Robust Ultra Low-Bit Post-Training Quantization via Stable Diagonal Curvature Estimate
Jaemin Kim, Sungkyun Kim, Junyeol Lee, Jiwon Seo

TL;DR
DASH-Q is a robust post-training quantization method for large language models that improves accuracy at ultra low-bit widths by filtering noise and preserving salient features using a diagonal Hessian approximation.
Contribution
It introduces DASH-Q, a novel PTQ framework that employs diagonal Hessian approximation and iterative weighted least squares for stable ultra low-bit quantization.
Findings
Outperforms existing PTQ methods in ultra low-bit regimes.
Improves zero-shot accuracy by up to 14.01% over strong baselines.
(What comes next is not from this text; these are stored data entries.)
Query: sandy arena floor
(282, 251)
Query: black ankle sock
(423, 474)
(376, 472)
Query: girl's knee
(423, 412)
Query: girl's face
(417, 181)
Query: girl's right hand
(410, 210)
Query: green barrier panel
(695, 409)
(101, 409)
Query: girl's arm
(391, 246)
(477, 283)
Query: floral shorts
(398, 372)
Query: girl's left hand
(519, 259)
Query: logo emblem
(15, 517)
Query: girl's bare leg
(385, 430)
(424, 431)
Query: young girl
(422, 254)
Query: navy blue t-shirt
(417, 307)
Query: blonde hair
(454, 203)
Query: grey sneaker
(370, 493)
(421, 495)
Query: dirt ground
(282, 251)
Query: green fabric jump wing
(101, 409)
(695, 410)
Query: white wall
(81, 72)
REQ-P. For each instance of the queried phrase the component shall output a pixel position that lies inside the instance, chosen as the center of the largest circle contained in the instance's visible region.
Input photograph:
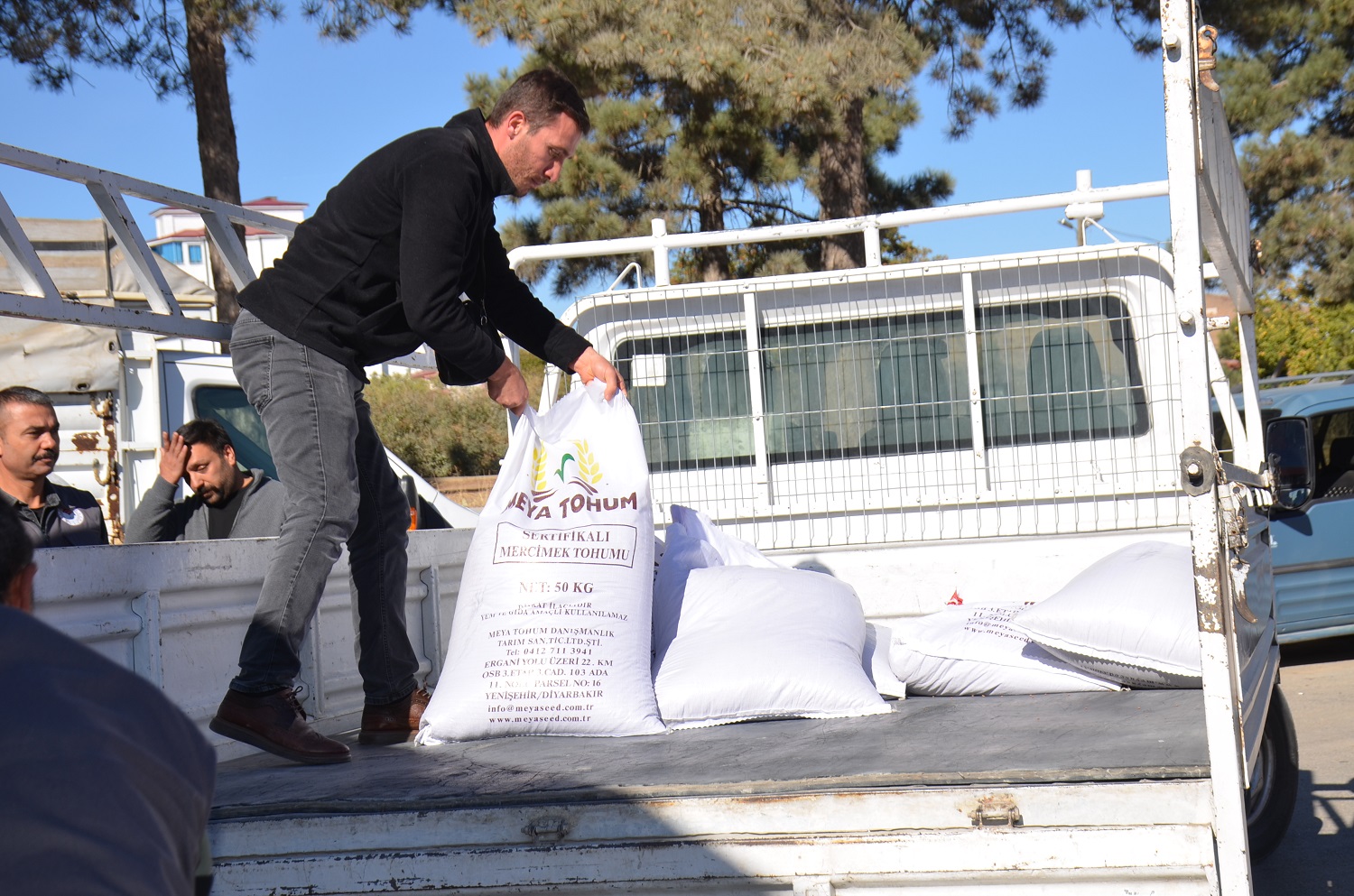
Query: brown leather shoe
(393, 722)
(276, 723)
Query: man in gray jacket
(227, 503)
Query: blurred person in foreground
(105, 784)
(227, 503)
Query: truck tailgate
(1058, 790)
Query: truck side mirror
(1288, 448)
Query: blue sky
(306, 110)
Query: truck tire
(1273, 792)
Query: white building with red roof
(181, 237)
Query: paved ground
(1316, 857)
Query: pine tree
(717, 115)
(1286, 70)
(179, 49)
(1288, 86)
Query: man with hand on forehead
(227, 503)
(400, 254)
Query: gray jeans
(340, 489)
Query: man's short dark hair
(541, 95)
(24, 395)
(206, 432)
(15, 547)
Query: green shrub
(444, 432)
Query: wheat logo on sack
(568, 484)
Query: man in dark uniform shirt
(401, 252)
(54, 516)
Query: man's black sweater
(379, 268)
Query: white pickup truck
(985, 425)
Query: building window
(171, 252)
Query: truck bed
(1131, 735)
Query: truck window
(229, 408)
(1059, 371)
(891, 384)
(1334, 440)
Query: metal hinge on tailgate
(1232, 498)
(998, 809)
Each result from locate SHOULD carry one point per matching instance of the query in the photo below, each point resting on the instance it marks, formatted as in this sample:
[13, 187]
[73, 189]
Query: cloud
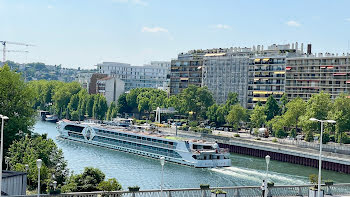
[135, 2]
[221, 26]
[293, 23]
[154, 29]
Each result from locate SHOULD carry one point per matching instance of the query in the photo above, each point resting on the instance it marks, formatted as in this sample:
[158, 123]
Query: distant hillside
[38, 71]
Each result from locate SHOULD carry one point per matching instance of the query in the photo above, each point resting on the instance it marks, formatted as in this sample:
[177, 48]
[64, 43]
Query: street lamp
[162, 161]
[54, 185]
[267, 159]
[3, 118]
[320, 155]
[38, 164]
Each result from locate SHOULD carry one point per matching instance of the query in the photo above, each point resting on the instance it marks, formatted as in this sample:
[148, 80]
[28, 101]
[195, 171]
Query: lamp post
[162, 161]
[320, 155]
[7, 161]
[267, 159]
[38, 164]
[3, 118]
[54, 185]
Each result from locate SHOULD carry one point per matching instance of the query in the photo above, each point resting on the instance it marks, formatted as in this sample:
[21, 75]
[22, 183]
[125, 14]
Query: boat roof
[167, 136]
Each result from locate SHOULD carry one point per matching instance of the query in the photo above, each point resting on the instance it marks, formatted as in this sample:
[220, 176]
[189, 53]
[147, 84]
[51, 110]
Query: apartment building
[187, 69]
[312, 74]
[111, 88]
[148, 76]
[227, 72]
[266, 75]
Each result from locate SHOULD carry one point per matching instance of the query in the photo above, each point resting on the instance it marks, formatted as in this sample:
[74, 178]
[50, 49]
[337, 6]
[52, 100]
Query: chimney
[309, 49]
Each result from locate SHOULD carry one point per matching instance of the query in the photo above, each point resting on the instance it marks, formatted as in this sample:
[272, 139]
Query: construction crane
[4, 43]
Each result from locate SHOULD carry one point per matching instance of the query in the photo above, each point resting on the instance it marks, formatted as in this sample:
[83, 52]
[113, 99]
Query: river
[131, 170]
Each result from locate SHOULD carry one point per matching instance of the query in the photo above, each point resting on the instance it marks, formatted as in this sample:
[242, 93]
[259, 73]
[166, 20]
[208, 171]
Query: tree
[318, 106]
[211, 113]
[272, 108]
[88, 181]
[283, 103]
[16, 101]
[236, 115]
[28, 149]
[197, 100]
[296, 108]
[258, 116]
[109, 185]
[122, 105]
[100, 107]
[232, 99]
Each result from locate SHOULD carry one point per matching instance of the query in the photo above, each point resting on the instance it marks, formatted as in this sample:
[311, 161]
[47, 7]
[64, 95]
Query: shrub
[193, 123]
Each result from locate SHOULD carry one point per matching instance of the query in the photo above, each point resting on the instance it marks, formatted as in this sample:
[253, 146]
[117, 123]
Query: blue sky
[85, 32]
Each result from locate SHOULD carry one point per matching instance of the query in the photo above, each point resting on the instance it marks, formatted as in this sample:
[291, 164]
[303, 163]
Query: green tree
[271, 108]
[296, 109]
[88, 181]
[109, 185]
[28, 149]
[16, 101]
[232, 99]
[100, 107]
[122, 105]
[212, 113]
[258, 116]
[283, 103]
[236, 115]
[318, 106]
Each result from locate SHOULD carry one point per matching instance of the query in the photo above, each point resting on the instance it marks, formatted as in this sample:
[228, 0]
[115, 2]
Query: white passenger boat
[196, 153]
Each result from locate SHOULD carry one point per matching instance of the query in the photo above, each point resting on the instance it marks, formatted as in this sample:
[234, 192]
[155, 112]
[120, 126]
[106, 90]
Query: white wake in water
[256, 176]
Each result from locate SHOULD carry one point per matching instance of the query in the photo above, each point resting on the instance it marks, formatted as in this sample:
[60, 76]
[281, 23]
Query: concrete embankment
[284, 152]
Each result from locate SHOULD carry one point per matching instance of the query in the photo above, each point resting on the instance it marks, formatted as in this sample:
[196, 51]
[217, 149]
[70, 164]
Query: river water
[131, 170]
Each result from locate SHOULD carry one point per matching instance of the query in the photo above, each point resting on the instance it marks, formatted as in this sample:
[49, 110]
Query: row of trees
[68, 100]
[289, 118]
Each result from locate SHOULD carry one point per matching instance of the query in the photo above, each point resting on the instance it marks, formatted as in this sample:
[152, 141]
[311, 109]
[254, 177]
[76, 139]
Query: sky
[83, 33]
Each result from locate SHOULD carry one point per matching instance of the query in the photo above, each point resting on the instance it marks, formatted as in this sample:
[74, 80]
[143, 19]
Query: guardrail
[240, 191]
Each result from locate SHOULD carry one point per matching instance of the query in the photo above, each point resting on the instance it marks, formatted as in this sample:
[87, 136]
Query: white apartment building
[154, 75]
[111, 88]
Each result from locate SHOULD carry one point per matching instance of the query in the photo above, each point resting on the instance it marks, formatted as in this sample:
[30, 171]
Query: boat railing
[244, 191]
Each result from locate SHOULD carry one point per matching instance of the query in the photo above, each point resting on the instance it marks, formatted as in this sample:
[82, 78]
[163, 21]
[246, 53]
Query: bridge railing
[240, 191]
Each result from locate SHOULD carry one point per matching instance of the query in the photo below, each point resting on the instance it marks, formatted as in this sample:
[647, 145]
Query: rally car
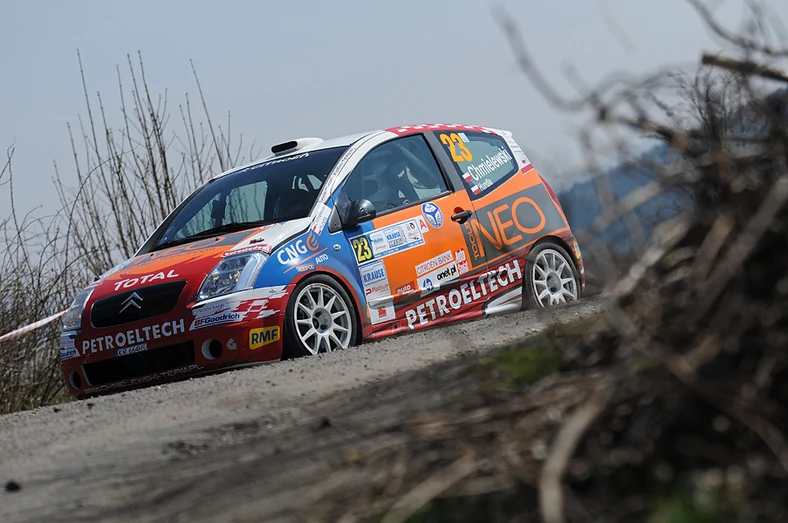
[323, 245]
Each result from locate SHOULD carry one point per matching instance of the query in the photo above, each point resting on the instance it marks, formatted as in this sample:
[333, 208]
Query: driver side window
[396, 174]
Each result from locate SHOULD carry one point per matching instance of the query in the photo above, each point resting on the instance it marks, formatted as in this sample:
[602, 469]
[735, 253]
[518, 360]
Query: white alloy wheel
[322, 319]
[553, 278]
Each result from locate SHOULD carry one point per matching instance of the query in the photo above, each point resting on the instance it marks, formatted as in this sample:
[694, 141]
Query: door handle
[461, 217]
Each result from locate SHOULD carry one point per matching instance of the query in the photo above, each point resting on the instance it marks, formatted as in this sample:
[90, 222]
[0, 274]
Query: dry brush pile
[673, 407]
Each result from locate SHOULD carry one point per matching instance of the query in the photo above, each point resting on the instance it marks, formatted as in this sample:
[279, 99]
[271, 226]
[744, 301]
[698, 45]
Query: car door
[513, 209]
[412, 257]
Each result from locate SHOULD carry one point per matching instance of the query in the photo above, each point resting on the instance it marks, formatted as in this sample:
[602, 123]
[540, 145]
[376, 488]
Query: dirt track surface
[254, 444]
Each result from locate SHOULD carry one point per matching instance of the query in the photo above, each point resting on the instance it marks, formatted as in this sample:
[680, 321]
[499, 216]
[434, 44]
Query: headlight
[72, 320]
[233, 274]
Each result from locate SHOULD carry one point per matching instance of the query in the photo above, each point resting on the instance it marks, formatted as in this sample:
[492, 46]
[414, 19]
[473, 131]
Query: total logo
[131, 282]
[433, 214]
[293, 252]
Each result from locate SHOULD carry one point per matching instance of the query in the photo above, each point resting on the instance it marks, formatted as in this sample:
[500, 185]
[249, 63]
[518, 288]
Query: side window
[396, 174]
[483, 160]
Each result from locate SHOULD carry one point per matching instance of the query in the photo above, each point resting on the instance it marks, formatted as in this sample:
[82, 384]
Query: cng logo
[292, 253]
[261, 337]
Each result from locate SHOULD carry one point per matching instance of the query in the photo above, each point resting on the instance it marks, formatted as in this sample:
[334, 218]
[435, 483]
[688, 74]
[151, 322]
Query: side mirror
[360, 211]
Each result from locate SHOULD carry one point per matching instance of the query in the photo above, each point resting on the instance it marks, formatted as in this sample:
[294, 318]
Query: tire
[328, 329]
[551, 277]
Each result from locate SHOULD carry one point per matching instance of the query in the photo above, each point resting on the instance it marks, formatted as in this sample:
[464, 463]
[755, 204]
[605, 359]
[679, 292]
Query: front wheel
[320, 317]
[552, 278]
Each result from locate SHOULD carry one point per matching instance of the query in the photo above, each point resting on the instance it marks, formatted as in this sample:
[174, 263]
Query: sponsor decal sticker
[145, 379]
[134, 336]
[262, 337]
[131, 282]
[292, 253]
[265, 249]
[434, 263]
[381, 312]
[462, 261]
[435, 279]
[466, 294]
[67, 354]
[375, 281]
[131, 350]
[388, 240]
[510, 224]
[408, 288]
[433, 214]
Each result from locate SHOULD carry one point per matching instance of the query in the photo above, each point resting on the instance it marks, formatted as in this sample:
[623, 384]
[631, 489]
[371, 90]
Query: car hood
[193, 261]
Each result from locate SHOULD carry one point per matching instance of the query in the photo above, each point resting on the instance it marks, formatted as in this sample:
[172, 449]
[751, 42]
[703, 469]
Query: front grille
[139, 364]
[153, 300]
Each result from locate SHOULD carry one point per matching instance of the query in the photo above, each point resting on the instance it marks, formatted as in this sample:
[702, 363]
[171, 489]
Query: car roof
[317, 144]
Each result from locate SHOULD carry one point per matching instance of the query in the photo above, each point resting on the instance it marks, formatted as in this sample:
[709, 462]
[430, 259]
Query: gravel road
[71, 461]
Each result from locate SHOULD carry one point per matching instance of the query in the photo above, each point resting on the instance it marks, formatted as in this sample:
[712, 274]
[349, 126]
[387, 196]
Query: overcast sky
[324, 68]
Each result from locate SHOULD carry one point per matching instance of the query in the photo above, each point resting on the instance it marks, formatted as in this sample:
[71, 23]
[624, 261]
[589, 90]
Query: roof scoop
[295, 145]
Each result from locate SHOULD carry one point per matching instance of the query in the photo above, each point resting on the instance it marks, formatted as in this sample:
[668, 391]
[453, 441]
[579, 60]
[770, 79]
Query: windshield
[275, 191]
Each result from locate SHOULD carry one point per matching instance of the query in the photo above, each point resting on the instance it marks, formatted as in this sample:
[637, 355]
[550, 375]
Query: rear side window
[483, 160]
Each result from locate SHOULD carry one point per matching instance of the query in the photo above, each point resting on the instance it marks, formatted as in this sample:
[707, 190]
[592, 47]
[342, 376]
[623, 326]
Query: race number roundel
[433, 214]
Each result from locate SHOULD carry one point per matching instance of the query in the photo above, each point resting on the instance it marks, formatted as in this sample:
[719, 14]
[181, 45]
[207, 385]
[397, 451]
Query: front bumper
[100, 361]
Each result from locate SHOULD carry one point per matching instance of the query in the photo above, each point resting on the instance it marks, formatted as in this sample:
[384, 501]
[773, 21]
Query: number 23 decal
[362, 249]
[454, 141]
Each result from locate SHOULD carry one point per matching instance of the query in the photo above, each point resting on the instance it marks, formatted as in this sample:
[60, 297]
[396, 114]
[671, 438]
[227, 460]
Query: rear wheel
[552, 277]
[320, 318]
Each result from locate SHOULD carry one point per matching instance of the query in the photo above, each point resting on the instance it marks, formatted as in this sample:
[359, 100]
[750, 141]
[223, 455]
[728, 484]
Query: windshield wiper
[228, 227]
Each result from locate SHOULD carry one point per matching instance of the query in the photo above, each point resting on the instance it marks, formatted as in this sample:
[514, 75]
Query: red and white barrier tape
[31, 327]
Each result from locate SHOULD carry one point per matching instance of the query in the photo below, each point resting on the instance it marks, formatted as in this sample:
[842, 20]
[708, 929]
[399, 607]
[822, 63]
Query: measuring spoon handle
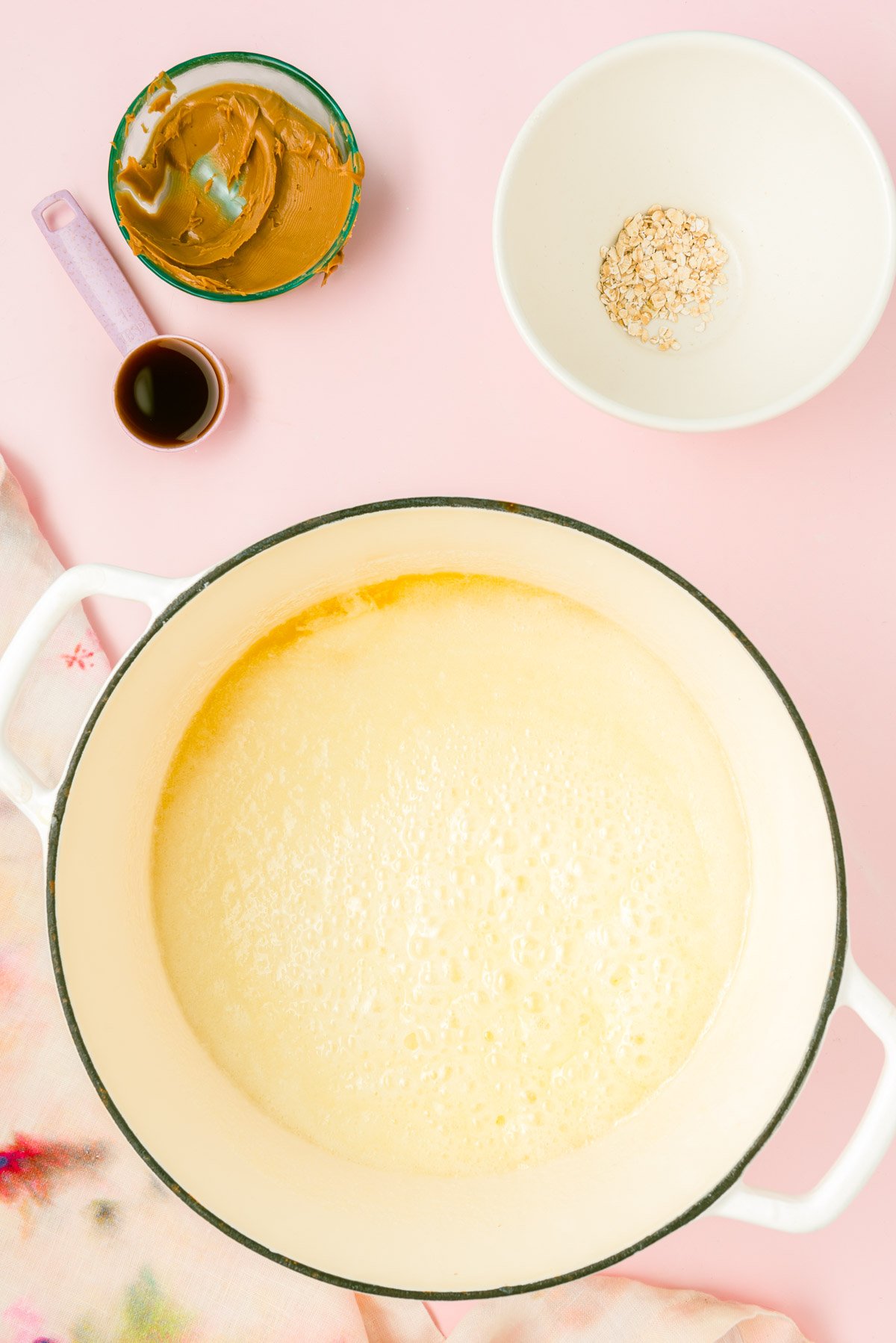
[96, 274]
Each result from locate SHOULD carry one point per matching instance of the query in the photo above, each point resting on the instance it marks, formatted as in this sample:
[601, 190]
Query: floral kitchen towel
[93, 1248]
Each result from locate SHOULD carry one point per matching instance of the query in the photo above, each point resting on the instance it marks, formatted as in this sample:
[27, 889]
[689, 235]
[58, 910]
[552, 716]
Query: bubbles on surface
[449, 876]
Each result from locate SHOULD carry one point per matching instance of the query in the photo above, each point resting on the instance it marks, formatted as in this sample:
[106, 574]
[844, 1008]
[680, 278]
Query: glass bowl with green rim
[137, 126]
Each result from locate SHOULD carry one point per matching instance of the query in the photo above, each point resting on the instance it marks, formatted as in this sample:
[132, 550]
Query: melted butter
[449, 875]
[238, 190]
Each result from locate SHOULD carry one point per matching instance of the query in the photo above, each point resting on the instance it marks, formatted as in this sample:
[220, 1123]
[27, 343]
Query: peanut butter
[238, 191]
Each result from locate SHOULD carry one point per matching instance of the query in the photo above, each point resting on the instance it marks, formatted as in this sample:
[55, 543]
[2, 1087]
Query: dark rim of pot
[830, 990]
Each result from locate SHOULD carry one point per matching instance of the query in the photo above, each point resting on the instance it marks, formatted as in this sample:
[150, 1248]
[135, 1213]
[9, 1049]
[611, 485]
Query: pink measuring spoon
[161, 378]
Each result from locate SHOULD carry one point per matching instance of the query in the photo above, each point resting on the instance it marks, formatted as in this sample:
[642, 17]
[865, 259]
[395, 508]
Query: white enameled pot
[680, 1156]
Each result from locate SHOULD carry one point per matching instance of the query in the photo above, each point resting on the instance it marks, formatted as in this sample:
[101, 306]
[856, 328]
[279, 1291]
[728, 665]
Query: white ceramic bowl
[790, 179]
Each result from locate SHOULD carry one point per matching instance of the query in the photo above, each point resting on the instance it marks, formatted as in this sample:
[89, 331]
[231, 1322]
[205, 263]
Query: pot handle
[862, 1154]
[23, 787]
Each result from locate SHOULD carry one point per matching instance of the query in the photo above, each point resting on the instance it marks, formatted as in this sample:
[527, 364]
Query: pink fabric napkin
[93, 1248]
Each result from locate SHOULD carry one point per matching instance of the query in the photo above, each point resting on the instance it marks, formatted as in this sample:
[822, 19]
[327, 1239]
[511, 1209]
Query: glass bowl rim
[314, 86]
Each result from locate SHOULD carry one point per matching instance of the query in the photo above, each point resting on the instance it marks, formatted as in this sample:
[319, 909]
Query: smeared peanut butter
[238, 191]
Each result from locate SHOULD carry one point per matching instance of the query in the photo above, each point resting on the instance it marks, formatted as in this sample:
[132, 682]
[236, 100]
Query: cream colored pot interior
[426, 1235]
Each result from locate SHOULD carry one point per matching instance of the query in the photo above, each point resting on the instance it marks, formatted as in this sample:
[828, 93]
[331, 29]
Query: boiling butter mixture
[238, 190]
[449, 875]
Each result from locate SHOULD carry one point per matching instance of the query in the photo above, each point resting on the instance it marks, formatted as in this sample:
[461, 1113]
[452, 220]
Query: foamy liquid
[449, 875]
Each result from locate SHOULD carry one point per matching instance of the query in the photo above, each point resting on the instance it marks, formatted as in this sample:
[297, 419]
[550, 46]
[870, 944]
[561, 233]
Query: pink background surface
[406, 376]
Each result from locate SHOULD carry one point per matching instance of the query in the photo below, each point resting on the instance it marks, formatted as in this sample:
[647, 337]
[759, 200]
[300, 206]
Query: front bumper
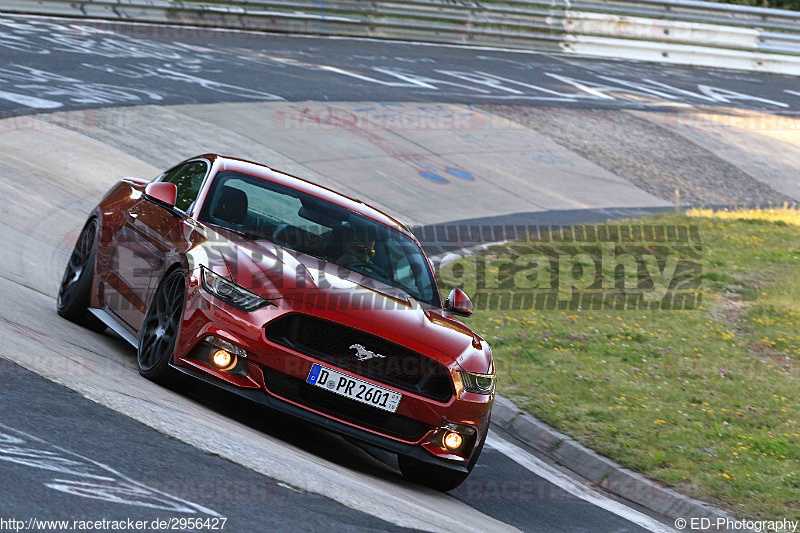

Maintains robust performance with very small calibration datasets.
Abstract
Large Language Models (LLMs) are widely used across many domains, but their scale makes deployment challenging. Post-Training Quantization (PTQ) reduces memory footprint without retraining by leveraging a small calibration set. Recent Hessian-based PTQ methods compensate quantization error via cross-channel dependencies, but such approaches degrade at low bit-widths due to noisy curvature estimates from limited calibration data. We propose DASH-Q, a robust PTQ framework using diagonal Hessian approximation and iterative weighted least squares. By discarding noise-prone dependencies, DASH-Q filters sampling noise while prioritizing the preservation of salient feature power. We outperform other PTQ baselines in ultra low-bit regime, improving zero-shot accuracy by 7.01% on average and up to 14.01% over the strongest baselines across five baseline LLM models, while showing robust and…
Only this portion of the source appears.